Resummation of higher-order terms in the free-energy density of nematic liquid crystals

Abstract

The presence of the surfacelike elastic constant ${\mathit{K}}_{13}$ in the expression of the elastic free-energy density ${\mathit{F}}_2$ for a nematic liquid crystal (NLC) makes the free-energy functional unbounded from below. A discontinuity of the director field has been predicted to occur at the interfaces of the NLC. In recent years two very different theoretical approaches have been proposed to bypass mathematical difficulties related to the ${\mathit{K}}_{13}$ problem. Hinov and Pergamenshchik [Mol.
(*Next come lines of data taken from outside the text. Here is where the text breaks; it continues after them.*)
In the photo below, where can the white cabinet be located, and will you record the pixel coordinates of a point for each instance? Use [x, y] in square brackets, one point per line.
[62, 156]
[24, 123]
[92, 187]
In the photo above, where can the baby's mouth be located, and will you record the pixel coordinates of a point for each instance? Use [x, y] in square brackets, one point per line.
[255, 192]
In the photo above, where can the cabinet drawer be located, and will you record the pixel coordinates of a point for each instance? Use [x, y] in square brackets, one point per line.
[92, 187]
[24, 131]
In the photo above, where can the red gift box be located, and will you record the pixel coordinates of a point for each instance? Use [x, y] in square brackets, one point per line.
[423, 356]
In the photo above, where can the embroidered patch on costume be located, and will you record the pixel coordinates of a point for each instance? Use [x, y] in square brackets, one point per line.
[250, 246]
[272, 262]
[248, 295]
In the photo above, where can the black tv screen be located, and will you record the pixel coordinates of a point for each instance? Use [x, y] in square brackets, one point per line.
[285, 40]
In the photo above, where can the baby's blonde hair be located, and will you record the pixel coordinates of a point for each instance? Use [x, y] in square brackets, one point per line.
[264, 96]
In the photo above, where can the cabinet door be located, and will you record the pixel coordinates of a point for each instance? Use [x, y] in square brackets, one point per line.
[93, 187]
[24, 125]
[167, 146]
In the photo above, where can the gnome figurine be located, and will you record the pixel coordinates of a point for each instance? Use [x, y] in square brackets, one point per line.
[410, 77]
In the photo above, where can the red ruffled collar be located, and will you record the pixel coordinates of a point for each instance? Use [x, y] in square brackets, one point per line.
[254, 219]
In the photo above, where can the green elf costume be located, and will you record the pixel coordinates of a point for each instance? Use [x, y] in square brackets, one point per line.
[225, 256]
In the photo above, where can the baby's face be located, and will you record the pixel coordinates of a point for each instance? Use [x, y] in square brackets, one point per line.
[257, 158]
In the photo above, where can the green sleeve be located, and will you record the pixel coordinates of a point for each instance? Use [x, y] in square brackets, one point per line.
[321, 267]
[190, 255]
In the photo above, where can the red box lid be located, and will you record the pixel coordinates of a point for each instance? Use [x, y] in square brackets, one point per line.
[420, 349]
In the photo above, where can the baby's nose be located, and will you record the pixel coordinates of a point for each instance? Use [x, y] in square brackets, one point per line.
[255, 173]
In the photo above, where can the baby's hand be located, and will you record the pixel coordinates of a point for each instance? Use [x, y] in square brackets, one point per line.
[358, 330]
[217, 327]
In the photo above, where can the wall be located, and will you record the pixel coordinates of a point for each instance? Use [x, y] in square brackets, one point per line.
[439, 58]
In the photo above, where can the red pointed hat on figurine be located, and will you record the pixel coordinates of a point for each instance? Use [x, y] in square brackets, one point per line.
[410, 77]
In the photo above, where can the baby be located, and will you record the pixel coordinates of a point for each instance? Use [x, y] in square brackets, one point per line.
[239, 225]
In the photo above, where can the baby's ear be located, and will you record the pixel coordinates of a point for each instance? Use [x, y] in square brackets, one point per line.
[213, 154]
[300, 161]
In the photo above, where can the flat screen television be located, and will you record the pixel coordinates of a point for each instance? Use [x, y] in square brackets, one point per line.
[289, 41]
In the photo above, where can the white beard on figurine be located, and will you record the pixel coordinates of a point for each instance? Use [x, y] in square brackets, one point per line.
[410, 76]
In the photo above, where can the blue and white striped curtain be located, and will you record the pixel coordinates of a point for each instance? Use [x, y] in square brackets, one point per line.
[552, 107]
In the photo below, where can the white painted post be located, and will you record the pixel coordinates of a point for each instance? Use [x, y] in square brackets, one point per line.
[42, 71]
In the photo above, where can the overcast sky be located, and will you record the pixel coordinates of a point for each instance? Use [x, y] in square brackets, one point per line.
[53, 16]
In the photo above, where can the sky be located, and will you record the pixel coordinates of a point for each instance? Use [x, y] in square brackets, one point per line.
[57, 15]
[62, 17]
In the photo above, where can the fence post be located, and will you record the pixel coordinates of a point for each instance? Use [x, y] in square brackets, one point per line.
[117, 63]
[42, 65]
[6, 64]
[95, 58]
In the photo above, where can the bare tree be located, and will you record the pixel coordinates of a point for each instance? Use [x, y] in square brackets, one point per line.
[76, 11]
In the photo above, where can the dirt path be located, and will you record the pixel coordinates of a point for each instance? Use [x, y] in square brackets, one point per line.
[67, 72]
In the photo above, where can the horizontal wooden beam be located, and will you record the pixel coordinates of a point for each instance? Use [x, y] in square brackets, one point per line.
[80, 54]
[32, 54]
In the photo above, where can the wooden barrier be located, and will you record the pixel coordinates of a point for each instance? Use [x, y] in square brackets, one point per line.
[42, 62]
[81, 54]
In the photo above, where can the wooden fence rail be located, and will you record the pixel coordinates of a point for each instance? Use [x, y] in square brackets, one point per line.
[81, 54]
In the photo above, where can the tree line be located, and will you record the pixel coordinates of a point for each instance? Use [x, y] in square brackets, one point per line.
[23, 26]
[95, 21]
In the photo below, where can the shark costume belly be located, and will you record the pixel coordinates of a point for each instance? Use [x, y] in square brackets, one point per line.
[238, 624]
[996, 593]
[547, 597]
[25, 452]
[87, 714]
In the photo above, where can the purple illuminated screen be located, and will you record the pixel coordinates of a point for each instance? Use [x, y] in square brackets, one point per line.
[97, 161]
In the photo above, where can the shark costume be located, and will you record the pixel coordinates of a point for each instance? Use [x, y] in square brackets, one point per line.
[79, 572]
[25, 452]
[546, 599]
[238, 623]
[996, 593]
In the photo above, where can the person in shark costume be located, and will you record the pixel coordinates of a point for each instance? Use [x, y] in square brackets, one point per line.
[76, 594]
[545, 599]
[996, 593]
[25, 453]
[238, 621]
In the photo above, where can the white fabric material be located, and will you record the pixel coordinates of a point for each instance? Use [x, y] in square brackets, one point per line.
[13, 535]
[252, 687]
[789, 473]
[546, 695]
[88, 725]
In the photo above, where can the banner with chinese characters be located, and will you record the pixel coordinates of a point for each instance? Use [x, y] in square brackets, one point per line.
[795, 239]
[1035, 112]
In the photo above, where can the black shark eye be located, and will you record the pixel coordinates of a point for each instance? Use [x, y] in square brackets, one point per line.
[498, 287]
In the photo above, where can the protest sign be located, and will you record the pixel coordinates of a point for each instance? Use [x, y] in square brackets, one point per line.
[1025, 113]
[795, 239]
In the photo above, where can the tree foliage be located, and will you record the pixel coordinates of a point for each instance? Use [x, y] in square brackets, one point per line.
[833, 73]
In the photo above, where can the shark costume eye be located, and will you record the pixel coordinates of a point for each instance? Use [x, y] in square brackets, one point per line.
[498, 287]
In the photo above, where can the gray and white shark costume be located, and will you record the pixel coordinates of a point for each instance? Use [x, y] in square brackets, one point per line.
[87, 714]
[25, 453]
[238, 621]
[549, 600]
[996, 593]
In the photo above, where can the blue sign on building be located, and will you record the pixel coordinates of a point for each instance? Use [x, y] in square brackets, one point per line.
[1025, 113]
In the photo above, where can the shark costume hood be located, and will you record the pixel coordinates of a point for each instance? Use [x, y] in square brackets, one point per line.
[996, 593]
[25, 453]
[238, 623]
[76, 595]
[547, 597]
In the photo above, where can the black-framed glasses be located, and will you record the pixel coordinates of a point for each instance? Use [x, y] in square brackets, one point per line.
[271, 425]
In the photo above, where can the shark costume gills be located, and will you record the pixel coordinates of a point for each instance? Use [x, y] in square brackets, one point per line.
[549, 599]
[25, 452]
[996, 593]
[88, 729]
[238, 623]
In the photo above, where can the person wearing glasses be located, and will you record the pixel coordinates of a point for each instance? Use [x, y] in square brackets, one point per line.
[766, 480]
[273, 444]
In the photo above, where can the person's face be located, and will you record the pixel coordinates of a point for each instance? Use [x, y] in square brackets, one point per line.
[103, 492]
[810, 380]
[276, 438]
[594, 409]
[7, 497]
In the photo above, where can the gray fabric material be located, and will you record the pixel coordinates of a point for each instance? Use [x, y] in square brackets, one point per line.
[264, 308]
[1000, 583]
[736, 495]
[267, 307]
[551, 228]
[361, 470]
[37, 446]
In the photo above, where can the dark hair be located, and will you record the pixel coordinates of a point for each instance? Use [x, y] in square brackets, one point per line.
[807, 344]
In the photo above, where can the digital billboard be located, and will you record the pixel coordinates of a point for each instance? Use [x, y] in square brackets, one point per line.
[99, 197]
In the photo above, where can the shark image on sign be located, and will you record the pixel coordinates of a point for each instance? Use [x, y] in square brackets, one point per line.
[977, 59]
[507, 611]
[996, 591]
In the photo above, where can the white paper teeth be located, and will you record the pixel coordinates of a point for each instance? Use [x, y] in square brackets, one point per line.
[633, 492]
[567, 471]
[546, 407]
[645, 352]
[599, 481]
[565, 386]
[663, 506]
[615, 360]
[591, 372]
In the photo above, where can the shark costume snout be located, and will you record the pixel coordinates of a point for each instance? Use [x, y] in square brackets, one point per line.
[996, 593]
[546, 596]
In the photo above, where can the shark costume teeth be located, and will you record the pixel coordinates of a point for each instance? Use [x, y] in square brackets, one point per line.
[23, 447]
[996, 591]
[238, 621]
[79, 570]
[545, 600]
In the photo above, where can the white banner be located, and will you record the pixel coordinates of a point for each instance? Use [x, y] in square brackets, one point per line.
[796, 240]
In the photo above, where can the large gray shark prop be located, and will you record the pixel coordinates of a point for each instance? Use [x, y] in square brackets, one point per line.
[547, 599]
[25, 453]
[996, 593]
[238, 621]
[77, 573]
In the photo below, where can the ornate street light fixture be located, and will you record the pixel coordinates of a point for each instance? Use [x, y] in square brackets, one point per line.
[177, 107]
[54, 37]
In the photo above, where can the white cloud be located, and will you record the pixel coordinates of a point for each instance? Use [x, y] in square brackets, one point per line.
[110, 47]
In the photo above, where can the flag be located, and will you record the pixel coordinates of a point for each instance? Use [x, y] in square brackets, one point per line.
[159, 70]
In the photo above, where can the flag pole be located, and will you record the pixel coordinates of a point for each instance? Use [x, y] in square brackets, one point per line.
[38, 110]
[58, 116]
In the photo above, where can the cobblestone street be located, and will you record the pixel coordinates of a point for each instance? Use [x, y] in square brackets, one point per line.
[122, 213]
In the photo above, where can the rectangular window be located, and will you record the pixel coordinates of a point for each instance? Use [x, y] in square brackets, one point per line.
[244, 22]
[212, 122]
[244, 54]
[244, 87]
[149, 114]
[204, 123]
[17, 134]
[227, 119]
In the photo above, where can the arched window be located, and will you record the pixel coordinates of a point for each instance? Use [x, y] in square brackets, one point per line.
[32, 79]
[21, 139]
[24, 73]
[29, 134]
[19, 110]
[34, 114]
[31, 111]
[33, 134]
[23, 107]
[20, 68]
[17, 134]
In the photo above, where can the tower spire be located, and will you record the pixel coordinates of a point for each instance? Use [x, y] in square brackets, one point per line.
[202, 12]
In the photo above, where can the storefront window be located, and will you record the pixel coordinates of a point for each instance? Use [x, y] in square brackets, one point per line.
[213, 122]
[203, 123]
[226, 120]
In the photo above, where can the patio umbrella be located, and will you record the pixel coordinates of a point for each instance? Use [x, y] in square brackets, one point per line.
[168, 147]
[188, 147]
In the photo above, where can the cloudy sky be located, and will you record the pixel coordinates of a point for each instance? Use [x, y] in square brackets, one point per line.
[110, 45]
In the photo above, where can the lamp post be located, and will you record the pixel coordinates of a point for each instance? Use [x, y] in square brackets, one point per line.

Cryst. Liq. Cryst. 148, 197 (1987); 178, 53 (1990), and references therein; Phys. Rev. E 48, 1254 (1993)] consider the surface director discontinuity is an artifact of theory and make the assumption that the director field must be sought in the class of continuous functions. With this assumption a well defined solution for the equilibrium director field can be found and new phenomena are predicted to occur. Barbero and co-workers [Nuovo Cimento D 12, 1259 (1990); Liq. Cryst. 5, 693 (1989)] expanded the free-energy functional F up to the fourth order in the director derivatives $(—second-order elastic theory$)— and showed that the minimization problem now becomes mathematically well posed. A strong subsurface director distortion on a length scale of the order of the molecular length is predicted to occur by using this approach. The macroscopic consequence of the strong subsurface distortion is an apparent renormalization of the anchoring energy as far as the long-range bulk distortion is concerned.